Dans la recherche de ce langage, toute volonté de transmettre un message me semblerait pornographique. Ceux qui la désirent n'écrivent pas pour donner "des messages" aux lecteurs puisque ces lecteurs ils les connaissent dans leur intimité qui est aussi la nôtre, et non dans leur espace social. Lorsque des auteurs ont écrit sous l'emprise de parti communiste par exemple (acte pornographique), j'ai aimé que Marguerite Duras,elle, refuse de le faire: "Quand j'écris, dit-elle, j'oublie toute idéologie, toute mémoire culturelle."

Les monologues de la mère, la misère...

Il n'y a peut-être que dans le Barrage contre le Pacifique que se trouve quelque chose de politique: dans les monologues de la mère sur la misère, dans la description de la colonie, il y a ce quelque chose qui peut se dire en plus.
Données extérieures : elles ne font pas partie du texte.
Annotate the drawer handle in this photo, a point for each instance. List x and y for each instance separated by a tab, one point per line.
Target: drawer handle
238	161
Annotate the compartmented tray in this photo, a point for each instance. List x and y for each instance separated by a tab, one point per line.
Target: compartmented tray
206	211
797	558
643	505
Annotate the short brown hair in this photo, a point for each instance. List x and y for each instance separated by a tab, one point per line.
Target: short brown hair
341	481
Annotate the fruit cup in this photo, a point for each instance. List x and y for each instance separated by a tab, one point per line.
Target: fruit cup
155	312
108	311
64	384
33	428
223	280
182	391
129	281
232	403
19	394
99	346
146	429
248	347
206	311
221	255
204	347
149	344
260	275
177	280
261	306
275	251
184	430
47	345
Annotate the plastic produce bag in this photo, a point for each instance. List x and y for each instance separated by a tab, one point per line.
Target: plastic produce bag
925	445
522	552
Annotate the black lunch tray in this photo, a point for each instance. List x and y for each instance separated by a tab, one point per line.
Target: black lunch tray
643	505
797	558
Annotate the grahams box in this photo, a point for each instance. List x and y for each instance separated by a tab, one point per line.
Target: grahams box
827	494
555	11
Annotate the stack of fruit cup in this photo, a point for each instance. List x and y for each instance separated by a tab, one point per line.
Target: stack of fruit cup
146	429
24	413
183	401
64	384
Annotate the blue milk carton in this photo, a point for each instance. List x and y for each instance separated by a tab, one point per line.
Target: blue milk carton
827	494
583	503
Mais il s'agit toujours de la dialectique intime d'une femme désespérée.

Conclusion: une oeuvre littéraire ne peut pas transmettre un message en quittant ses propres lieux mais elle est capable de devenir politique. Pour trouver sa dimension politique l'écriture blanche traverse la mère ; son monologue devant le Pacifique.